Michaela Moore waited anxiously as Claire Ross prepared to hand her the baton for the anchor leg of the 400-meter relay Saturday at the Harrison Panther Invitational at Memorial Stadium.

Her nervousness increased when she saw Air Academy's team get a head start on the final 100 meters.

Now that the Cheyenne Mountain senior has seemingly conquered a long bout of tendinitis in her left foot, she can let it all hang out, and she proved it by making up a deficit and then some in helping the Indians claim victory in the sprint relay.

Earlier in the day, Moore took first in the 100, also edging an Air Academy runner.

"I love the sprint relay," Moore said. "I have a serious passion for chasing people down in relays. It feels a lot easier because you have a teammate behind you and yelling at you to go."

It wasn't as joyful a mood for Moore at this time last year when she sought to gut out a misdiagnosed form of tendinitis, and it nagged her all season. She ended up sixth in the 100 at the 4A state meet and didn't even qualify for the finals in the 200, an event she nearly won Saturday, but was beaten out for the top spot by just .07 seconds.

"Last year, every time I inverted my foot, I'd get this shooting pain," Moore said. "It ended up being tendonitis in my big toe, but after it was treated as plantar fasciitis and they put me in a boot. I'm all recovered from that now. I've gained a lot more power since last year and hope to do better at state."

Although the track season is but two weekends old, Widefield senior Max Martinez feared he might not catch up after taking a week off to rest a chronic Achilles' tendon injury that began to flare up after cross country season.

In the 1,600-meter race Saturday, Martinez trailed after the first three laps but took over late, making everyone else play catch-up en route to the event title.

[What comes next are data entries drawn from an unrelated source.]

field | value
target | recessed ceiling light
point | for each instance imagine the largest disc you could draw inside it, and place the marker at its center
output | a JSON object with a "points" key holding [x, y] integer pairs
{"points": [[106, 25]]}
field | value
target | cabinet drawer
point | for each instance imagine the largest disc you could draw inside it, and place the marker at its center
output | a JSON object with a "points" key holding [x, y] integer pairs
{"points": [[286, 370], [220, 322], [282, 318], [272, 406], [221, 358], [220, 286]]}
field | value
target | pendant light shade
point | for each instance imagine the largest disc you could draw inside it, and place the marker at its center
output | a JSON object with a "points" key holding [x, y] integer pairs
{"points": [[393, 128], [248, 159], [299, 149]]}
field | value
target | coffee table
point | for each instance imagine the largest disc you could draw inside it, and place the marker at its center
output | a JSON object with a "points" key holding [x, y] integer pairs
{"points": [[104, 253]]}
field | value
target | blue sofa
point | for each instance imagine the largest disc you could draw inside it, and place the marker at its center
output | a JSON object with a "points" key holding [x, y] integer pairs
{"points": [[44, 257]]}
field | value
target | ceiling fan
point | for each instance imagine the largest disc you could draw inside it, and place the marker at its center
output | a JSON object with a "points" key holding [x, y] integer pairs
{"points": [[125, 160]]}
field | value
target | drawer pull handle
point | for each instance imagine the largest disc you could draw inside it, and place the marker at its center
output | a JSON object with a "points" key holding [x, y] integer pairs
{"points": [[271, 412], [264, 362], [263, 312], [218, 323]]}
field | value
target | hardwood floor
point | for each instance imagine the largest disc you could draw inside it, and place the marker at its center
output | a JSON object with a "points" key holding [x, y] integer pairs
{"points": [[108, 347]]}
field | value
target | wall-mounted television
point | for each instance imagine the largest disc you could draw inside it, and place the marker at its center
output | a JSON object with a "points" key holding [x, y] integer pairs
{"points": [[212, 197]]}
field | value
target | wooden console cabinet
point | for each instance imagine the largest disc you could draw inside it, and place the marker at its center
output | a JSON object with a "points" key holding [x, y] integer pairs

"Five days off, for a runner, is a big deal," Martinez said. "They say one day off is like three days of training that you need to catch up, and mentally, that can mess with you, too. I think I bounced back pretty well. I was tweaking a few things at the last meet, but this week, I feel like a new car. I just fell into a slow pace, and when he passed me, I knew I had time to make up the ground."